WHITEHALL has responded to demands for the Royal Navy to be used to bodyguard British fishermen from violent French fishers after a ‘scallop war’ erupted in the Channel.
French and British fishers clashed in a fight over scallops - with French boats being accused of throwing smoke bombs and stones at English and Scottish vessels.
It comes amid a row that scallop stocks have been stripped by British firms, without giving the population a chance to recover.
Dramatic footage of the incident was broadcast by France 3 Normandie, which showed the boats colliding as an object was hurled towards them.
The latest fight at sea left British vessels visibly scarred, with some having reportedly limped back into the safety of UK harbours.
Calls have since been made for the Royal Navy to be deployed to protect Britain’s merchant fleet from more attacks.
Barrie Deas, chief executive of Britain's National Federation of Fishermen's Organisation told the BBC: ‘We have raised the matter with the British Government and asked for protection for our vessels, which are fishing legitimately.’
Portsmouth is home to the Senior Service’s fishery protection squadron, which patrols UK waters enforcing maritime law.
The Department for Environment, Food and Rural Affairs (Defra) would be the one that authorises any use of the navy to protect British fishermen.
In a statement to The News, the government said it was ‘aware’ of aggression directed towards UK fishing vessels in the Channel ‘not under UK control’.

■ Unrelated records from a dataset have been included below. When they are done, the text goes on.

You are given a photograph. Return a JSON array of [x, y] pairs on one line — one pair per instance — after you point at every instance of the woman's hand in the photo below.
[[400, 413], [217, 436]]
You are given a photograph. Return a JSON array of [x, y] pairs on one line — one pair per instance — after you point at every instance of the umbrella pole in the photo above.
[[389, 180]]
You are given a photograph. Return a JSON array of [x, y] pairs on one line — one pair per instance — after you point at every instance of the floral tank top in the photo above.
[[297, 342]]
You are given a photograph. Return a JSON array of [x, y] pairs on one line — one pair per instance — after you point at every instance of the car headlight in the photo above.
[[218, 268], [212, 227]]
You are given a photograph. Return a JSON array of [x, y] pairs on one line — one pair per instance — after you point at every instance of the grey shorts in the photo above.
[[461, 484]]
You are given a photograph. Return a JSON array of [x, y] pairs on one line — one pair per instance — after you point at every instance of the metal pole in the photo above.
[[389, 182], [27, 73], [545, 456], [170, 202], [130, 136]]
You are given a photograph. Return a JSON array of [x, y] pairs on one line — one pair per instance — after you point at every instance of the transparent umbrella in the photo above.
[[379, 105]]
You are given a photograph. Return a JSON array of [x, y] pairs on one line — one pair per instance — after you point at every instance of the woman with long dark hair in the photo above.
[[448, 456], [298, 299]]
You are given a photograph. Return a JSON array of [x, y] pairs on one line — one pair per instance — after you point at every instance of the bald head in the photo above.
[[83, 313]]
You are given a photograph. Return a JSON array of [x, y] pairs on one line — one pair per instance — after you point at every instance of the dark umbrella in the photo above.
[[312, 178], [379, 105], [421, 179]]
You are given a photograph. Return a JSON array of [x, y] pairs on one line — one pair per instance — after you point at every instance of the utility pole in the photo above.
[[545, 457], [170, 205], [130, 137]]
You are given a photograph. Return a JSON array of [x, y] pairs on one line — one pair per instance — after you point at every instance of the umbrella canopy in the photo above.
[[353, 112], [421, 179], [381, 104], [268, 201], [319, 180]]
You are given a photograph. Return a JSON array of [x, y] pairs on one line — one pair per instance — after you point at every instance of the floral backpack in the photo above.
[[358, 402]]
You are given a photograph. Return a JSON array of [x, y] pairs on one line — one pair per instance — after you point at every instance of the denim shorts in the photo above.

However, defending the British fishermen, Whitehall insisted they were ‘operating in an area they are legally entitled to fish’.
Responding to the calls for additional protection, a spokeswoman said: ‘The safety of the UK fleet is our highest priority, and we will continue to monitor the presence and activities of vessels in the area.
‘We are in contact with industry and the French administration to encourage meaningful dialogue and prevent further incidents from occurring.’
Tensions originally sparked after negotiations between UK and French scallop industries, to secure a new fishing agreement, broke down.
The deal sought to ensure British vessels measuring 15 metres and over could not enter closed French fishing waters in exchange for an annual allocation of days at sea.
The French, on the other hand, are prohibited from fishing in that area due to domestic and environmental rules.
Violence had previously erupted in 2012 when British and French fishermen clashed over the rights to fish scallops in the area.
On this occasion, it prompted calls for the British to send the navy – but this went unanswered.
Dimitri Rogoff, head of a Normandy fishermen's association, said the violent scenes demonstrated ‘the exasperation’ of Normandy fishermen in a situation which persists and does not change.
‘I urge everyone to avoid these situations that endanger men's lives.’